Aclaración, J. K. Rowling es la propietaria de HP, yo sólo lo tomo pretado.
Hola, aqui actualizando rápido, jaja, gracias por su pronta respuesta, espero que la mía resulte igual
Quiero agradecer a Lagordis por sus RR que tan bien me han caído, bueno es que tú me si que me preguntas, jaja, espero que te guste este cap.
...
...
X
Ho, decepción
Harry se lamentó al empujarlo. - ¡Lo siento! – Dijo, pero ya estaba muy lejos del Hufflepuff. Estaba a punto de alcanzar el pasillo, su corazón bombeaba aceleradamente por la emoción. Vio la gárgola.
- Chimi churri – Dijo frente a ella y lo dejo subir por las escaleras. La puerta del despacho de Dumbledore ya estaba abierta.
- Pasa Harry. – Dijo el anciano mientras colocaba su túnica de viaje en el perchero.
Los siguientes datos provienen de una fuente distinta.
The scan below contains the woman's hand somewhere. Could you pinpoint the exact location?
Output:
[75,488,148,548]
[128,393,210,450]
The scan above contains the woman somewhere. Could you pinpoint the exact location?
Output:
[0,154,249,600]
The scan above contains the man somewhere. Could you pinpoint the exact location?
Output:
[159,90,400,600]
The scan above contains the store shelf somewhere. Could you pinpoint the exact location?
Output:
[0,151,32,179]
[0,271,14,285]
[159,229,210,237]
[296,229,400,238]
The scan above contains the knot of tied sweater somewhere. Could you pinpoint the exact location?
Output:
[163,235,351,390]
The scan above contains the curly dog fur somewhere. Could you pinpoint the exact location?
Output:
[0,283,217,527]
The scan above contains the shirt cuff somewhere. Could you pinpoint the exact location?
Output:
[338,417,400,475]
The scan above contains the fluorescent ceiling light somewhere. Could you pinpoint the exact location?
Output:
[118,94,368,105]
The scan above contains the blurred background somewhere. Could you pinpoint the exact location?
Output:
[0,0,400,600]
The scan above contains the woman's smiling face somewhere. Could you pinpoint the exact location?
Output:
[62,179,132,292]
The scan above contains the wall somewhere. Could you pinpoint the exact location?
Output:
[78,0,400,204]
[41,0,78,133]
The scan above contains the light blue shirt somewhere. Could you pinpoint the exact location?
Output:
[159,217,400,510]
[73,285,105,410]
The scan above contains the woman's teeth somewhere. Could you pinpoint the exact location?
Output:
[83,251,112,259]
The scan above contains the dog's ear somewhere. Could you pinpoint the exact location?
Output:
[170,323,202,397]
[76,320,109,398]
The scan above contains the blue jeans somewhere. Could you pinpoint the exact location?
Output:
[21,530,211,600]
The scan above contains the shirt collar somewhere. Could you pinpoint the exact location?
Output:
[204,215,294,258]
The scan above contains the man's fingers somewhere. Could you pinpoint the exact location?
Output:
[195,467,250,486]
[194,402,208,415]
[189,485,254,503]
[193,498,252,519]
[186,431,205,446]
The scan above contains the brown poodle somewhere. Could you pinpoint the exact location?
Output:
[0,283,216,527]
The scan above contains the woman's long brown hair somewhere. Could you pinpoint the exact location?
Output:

- ¿Cómo le ha ido señor? – Dijo Harry mientras se acercaba al escritorio donde se sentó Dumbledore.
- Bien, bien – Dijo agitando la mano en el aire, desechando el asunto. – Veo que has recibido mi recado.
- Sí.
- Bueno, lamento haberme ausentado sin avisar, sin embargo creo que te gustará saber que te he traído un presente.
- Señor, no…
- Nada Harry, ya lo verás después. Ahora me imagino que esa es una invitación. – Dijo señalando al papel que Harry llevaba entre los dedos.
- Es la invitación formal a la Armada, señor. – Dijo Harry rebosante y entregándosela.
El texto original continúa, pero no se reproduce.